Offensively, there is a clear lack of efficiency. Apart from the Wolves game (0.8 xG), the European champions create chances and get good value shots on target, but they’re not scoring enough. Against Everton, they had 23 shots, 10 on target, 2.8 xG and just scored once. The story was a similar one against Man United and Burnley (1-1), registering 2.9 xG and 2.2 xG, respectively.

Tuchel is clearly still looking for the best formula going forward. With his staff, they continue debating which trio makes up the best front three. They have two indisputable inclusions in Mason Mount and Romelu Lukaku, but who is best positioned to be the third man? Timo Werner? Kai Havertz? Christian Pulisic? Callum Hudson-Odoi? Hakim Ziyech? Tuchel was hoping that one of them would have pulled clear of the pack by this point in the season, becoming the indisputable choice, but none of them have so it’s back to the drawing board.

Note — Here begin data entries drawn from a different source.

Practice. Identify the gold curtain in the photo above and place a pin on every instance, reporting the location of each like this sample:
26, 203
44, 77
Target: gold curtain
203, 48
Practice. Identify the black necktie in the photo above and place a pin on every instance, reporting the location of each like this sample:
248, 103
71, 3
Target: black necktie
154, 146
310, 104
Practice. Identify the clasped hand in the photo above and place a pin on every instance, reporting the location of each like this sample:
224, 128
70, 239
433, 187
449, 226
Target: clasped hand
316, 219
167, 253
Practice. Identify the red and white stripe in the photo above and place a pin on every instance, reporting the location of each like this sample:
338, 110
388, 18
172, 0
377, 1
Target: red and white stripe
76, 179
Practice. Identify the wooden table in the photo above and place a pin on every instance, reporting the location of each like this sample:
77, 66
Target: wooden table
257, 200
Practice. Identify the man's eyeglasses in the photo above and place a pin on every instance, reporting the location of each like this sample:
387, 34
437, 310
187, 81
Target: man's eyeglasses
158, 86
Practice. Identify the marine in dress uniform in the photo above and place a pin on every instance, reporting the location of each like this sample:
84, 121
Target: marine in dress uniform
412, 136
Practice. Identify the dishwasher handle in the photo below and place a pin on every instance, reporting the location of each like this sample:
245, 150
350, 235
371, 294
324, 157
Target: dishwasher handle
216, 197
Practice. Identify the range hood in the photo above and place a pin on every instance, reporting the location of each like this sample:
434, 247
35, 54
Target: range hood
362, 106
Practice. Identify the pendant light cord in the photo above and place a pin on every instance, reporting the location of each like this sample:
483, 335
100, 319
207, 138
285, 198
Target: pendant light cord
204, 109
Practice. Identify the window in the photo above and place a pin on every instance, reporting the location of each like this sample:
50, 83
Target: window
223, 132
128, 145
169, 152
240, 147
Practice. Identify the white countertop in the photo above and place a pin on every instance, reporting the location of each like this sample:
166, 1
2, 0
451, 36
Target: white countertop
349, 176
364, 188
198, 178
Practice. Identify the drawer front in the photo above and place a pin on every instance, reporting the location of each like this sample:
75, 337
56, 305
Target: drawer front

In each of their past 14 games but one (at West Ham), Chelsea outplayed their opponent in terms of xG for and against, yet only won eight of them. Lukaku has been a big miss in front of goal in the nine contests he’s missed this season through injury and illness. Chelsea have had 16 different goal scorers in the Premier League so far this season, but only Mount has more than four, with seven — three of which coming in the 7-0 triumph over Norwich City on Oct. 23.

The answers have to come quickly, though, because by mid-January, Chelsea could be out of the Premier League title race if they don’t beat Manchester City on Jan. 2 and Liverpool on Jan. 15, hosting both of their biggest rivals at Stamford Bridge. They can’t afford to drop points against them. With a comeback win over Villa on Boxing Day and a midweek visit of Brighton & Hove Albion, there’s a chance to find a bit of form and positivity before that pair of must-win games.